It outlined an August event where MNIT employees could “process this tragedy together.” The email went on to state that “this moment is especially hurtful as it is a Black man who lost his life after an interaction with law enforcement.”
MNIT did not respond to Alpha News’ request for comment regarding the email.
The August event was led by Sarah Herder Lewis, MNIT’s director of Equal Opportunity, Diversity, and Inclusion along with Equity and Justice Black Caucus co-chair Maurice Wilson III.
The email referred employees to their Employee Assistance Program that provides counseling to MNIT employees. “If it is helpful, you can request to talk to a counselor who identifies as a person of color,” said the email, which also referenced specialists who can help first responders.
Cobb was pulled over on July 31 by state troopers.

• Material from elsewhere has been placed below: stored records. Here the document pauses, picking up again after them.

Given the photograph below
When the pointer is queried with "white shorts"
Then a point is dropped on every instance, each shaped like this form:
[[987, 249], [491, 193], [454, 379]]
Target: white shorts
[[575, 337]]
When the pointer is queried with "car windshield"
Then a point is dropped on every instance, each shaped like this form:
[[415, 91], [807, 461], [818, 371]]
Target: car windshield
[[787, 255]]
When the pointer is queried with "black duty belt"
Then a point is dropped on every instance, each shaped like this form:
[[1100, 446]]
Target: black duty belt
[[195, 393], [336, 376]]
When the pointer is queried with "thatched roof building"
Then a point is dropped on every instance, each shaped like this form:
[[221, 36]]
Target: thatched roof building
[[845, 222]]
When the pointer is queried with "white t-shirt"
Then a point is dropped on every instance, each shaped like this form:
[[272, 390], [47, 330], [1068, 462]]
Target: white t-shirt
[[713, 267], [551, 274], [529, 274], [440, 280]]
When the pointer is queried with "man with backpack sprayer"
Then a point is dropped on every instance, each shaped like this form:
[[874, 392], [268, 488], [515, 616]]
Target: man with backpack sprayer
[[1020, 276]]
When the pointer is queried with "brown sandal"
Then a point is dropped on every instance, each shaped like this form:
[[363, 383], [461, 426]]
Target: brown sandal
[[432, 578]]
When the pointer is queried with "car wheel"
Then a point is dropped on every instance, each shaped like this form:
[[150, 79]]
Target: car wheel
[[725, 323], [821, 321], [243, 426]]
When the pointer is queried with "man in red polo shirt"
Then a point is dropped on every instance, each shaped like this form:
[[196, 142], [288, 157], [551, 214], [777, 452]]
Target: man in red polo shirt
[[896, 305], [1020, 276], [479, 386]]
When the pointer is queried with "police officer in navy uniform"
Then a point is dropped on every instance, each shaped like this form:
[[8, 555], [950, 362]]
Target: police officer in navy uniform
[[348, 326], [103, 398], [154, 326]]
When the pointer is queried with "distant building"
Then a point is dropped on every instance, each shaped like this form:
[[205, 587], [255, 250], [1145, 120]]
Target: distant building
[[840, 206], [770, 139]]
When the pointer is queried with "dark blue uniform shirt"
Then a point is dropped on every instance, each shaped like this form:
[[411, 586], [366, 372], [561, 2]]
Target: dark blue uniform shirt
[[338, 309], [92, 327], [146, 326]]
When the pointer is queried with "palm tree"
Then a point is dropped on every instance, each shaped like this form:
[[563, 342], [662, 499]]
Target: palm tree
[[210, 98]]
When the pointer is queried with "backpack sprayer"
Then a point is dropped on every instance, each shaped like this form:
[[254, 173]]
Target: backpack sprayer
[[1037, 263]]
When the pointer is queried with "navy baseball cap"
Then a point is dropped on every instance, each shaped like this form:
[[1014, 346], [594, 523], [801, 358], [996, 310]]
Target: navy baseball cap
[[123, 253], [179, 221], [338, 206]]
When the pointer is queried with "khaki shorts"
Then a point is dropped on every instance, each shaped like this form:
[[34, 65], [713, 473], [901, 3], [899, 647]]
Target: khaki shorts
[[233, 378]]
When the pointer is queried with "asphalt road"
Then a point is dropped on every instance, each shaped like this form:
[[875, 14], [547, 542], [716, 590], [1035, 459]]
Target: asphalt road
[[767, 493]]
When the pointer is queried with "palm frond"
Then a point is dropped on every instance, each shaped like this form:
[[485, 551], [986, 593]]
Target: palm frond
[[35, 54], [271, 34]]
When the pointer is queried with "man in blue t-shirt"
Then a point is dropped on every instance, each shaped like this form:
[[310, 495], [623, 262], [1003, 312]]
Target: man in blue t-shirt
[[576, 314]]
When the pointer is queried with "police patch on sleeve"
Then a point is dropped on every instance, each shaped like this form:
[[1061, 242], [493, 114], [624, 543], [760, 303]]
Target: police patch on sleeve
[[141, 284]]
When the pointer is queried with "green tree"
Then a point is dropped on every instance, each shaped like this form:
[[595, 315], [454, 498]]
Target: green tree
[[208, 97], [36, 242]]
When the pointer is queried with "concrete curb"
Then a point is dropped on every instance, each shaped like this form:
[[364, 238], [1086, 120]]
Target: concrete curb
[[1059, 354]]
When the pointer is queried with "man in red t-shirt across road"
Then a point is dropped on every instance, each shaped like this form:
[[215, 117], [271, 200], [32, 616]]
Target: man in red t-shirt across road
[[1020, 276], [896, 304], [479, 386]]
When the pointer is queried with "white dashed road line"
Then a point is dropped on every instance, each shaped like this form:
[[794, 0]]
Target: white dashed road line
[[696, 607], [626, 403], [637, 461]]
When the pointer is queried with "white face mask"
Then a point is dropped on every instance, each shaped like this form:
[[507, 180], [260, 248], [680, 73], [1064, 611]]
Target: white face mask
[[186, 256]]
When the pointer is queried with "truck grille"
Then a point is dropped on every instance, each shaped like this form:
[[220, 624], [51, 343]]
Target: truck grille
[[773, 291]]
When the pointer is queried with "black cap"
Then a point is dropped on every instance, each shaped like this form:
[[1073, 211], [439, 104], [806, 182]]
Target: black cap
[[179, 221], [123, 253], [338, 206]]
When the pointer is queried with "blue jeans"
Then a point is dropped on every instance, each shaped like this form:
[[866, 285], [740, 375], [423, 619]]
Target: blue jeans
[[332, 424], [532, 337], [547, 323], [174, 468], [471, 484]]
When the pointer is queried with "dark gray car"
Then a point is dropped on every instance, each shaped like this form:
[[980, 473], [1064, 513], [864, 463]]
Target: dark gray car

Three troopers approached Cobb’s car after learning that he was wanted in Ramsey County, asking him to get out and attempting to physically remove him because he refused to exit.
Cobb began to drive away as one of the trooper’s had his head and torso inside the vehicle, which prompted a trooper on the passenger side of the vehicle to fire his handgun. Law enforcement released body camera footage and announced they had recovered a handgun in the backseat of Cobb’s car.
Local activists published an address of one of the police officers involved in the shooting. The incident is currently under investigation and all three state troopers are on standard administrative leave.
Gov. Tim Walz’s administration has been open about its efforts to make “centering equity” the “new normal” in state government. Public documents reported on by Alpha News reveal the extent of the Walz administration’s attempt to, in its own words, “embed equity and inclusion in state systems and structures.” These efforts included an “equity inventory” of all state agencies.
Much of this language is reflected in MNIT’s annual reports, which, in 2022, began with an “equity statement.”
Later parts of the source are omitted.